Banish the nightmare of green beer. The reddishblack drink of the Irish is a pint of Guinness Stout, a deep brew with a bright, glossy head of creamy foam.
Many pints will flow this weekend in Western New York, but few spots will embody the Irish experience like the Shannon Pub, now in its third location on Niagara Falls Boulevard in Tonawanda, the site of the former Brass Rail.
There's a cozy dining room with booths, but since we were in the mood for music, we chose the bar area, where dozens of tables augment the usual bar seating.
The room is comfortable, with a lowered, dark-timbered ceiling and a tall, white arched plaster fireplace. The place was positively awash in Guinness memorabilia, everything from linked-shamrock banners hung everywhere to mirrors, neon signs, and even a couple of life-size cardboard cutouts of the Brewmasters, the zany inventors who star in Guinness TV commercials.
But although Guinness is the star of the drinks menu, you'll be, as the Irish say, spoiled for choice. Beers on tap, besides the black stuff, include Harp Lager, Smithwicks's Red Irish Ale from Kilkenny, Murphy's Stout from Cork, and, kind of humorously, Labatt Blue and Blue Light "from Canada."
In bottles, you can choose from a full 21 types of beer and beerish things, although the farther you go down the menu, the less beerish the choices become, until you reach Smirnoff Ice and Mike's Hard Lemonade.
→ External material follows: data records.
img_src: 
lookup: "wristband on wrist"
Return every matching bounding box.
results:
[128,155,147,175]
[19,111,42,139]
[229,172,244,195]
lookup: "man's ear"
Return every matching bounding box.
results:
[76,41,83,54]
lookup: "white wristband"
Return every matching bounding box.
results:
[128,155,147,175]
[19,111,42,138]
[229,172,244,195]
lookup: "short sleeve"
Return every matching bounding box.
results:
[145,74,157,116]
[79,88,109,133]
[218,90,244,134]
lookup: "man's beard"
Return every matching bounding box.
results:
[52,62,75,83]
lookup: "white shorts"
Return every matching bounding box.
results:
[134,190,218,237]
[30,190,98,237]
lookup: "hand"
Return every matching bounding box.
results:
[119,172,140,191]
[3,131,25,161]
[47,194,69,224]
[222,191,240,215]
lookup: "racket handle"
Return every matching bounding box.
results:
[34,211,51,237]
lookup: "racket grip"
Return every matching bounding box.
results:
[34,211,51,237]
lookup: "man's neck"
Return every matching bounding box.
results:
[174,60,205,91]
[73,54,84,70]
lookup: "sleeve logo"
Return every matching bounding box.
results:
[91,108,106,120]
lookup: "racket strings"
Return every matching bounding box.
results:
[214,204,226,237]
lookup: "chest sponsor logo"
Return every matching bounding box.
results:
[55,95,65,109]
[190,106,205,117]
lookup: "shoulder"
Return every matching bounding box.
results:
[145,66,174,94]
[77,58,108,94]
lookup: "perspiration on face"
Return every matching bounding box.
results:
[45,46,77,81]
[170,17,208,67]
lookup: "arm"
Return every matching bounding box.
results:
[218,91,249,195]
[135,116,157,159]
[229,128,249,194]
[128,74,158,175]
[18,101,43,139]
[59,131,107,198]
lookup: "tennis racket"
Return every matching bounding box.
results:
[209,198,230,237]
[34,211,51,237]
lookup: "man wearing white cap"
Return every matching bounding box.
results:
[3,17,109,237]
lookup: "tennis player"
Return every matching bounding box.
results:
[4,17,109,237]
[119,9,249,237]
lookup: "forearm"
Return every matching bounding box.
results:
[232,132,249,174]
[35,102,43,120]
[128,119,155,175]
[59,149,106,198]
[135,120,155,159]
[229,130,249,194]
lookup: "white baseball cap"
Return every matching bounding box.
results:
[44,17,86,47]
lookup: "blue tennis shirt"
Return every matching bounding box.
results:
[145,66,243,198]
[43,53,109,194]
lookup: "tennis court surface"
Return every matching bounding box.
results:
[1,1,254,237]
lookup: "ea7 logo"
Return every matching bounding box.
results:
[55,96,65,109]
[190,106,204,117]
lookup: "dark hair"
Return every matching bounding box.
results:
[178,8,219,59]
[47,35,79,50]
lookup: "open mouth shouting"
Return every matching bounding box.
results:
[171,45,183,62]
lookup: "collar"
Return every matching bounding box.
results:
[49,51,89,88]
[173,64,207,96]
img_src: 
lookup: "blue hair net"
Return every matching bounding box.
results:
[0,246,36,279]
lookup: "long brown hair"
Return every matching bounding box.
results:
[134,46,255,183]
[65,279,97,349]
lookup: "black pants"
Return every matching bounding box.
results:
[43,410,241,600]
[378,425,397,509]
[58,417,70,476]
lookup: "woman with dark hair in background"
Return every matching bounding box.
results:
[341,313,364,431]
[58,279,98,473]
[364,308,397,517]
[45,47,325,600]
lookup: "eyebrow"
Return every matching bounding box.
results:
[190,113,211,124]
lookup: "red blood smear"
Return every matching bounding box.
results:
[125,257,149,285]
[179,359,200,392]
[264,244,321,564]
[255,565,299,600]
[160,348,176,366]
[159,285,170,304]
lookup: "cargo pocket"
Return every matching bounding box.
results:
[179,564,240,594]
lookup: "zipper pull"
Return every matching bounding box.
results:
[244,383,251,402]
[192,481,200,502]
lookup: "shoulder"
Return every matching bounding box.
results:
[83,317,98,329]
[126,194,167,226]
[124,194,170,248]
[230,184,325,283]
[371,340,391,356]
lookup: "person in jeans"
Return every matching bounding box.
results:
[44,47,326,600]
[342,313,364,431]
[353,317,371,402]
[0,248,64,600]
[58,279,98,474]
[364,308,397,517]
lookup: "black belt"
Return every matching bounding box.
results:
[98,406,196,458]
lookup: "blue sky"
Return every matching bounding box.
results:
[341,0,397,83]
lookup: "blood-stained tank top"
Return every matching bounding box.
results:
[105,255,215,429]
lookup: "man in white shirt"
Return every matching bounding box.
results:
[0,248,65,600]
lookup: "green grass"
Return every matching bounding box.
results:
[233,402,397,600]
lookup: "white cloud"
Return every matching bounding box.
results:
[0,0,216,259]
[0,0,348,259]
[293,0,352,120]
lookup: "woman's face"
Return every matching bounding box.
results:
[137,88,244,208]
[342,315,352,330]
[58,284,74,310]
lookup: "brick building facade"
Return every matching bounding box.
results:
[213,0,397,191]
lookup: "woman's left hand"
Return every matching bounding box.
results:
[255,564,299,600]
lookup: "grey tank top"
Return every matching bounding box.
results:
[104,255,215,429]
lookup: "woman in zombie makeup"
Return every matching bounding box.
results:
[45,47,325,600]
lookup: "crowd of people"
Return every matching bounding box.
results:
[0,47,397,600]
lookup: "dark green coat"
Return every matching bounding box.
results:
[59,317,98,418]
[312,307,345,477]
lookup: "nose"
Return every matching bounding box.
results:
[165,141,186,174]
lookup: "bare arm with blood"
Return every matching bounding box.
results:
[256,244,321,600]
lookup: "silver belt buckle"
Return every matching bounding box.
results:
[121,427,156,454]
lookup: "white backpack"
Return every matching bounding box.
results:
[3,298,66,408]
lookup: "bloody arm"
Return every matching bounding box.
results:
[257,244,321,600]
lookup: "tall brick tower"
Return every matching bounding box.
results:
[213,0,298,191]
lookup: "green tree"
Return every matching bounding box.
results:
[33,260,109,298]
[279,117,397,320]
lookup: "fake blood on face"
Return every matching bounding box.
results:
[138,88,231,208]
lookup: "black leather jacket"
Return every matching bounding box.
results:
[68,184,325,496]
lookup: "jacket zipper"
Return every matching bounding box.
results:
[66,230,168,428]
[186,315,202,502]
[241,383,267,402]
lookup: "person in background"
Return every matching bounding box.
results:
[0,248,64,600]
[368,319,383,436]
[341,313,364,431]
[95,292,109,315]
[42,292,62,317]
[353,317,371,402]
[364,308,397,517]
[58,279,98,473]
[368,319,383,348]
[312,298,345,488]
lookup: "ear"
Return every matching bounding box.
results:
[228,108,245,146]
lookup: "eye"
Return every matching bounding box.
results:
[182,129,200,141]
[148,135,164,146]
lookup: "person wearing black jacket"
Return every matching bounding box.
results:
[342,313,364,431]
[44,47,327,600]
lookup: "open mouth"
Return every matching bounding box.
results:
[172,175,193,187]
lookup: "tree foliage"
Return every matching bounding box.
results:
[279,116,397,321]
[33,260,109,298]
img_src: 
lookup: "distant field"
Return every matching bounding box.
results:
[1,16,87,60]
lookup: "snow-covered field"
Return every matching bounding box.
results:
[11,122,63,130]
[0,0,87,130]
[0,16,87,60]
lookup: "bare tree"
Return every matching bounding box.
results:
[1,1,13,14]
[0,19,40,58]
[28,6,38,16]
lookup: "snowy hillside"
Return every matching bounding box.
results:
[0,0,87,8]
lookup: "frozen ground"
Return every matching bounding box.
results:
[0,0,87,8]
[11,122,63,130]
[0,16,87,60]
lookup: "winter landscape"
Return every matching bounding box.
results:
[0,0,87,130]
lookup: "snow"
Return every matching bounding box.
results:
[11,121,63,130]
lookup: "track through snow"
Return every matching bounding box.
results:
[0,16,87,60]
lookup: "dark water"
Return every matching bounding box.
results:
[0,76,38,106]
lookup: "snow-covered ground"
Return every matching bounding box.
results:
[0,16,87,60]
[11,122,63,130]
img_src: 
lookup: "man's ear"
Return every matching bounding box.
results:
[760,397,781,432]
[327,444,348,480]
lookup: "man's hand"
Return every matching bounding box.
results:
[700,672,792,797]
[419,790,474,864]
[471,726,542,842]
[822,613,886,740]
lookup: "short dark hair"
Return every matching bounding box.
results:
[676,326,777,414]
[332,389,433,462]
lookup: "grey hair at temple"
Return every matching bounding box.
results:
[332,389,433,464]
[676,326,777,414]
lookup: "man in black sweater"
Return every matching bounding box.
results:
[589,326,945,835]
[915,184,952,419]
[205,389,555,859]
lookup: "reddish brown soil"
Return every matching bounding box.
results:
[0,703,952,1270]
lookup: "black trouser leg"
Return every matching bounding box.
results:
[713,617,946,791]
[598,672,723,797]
We shuddered and ordered a round of Guinness ($4.50 per pint), except for Ruth, who was in the mood for Irish coffee ($5).
The server assured us that almost every kind of Irish whiskey imaginable was behind the bar, and besides the usual suspects, I spotted my favorite, Black Bush, a single-malt from the Antrim distiller.
Our pints arrived with glistening cream-colored heads of foam, and we didn't mind that the stout itself was still a wee bit gassified, a sign of a slightly rushed "pull," as they say. The aroma was fresh, the taste smooth and satisfying. The Irish coffee was dark and sweet, with a nice whiskey kick.
The crowd at the bar ranged from couples to small groups of men or women to one group of six women who finished off dinner and lingered over desserts and beer. Most seemed to be from their 30s to their 60s, with a few twentysomethings here and there. One tall guy with raven hair who may have shared some ancestors with Bono stood alone at the bar.
On this night, the entertainment was Joe Head and Tom Callahan. Head played guitar and Callahan started with a mandolin and later broke out a bodhran, the flat Irish drum. They played such favorites as "Dirty Old Town," "The Water Is Wide," "Roddy McCorley," and got everybody pounding on the tables with "Whiskey in the Jar." They did a few American folk tunes, too, including Simon and Garfunkel's "The Boxer."
Our second round of Harp and Smithwick's went down smoothly, and then we were off into the chilly night, confident that spring will follow this weekend's blooming green.
2250 Niagara Falls Blvd.,
Scene: Weekends bring out an adult crowd to listen to Irish/folk music.
Drinks: Guinness, of course, other Irish beer and ale, many kinds of Irish whiskey, a decent wine selection, the usual mixed drinks.
Dress code: Casual. A knitted beret in the colors of the Irish flag was spotted on a woman at the bar.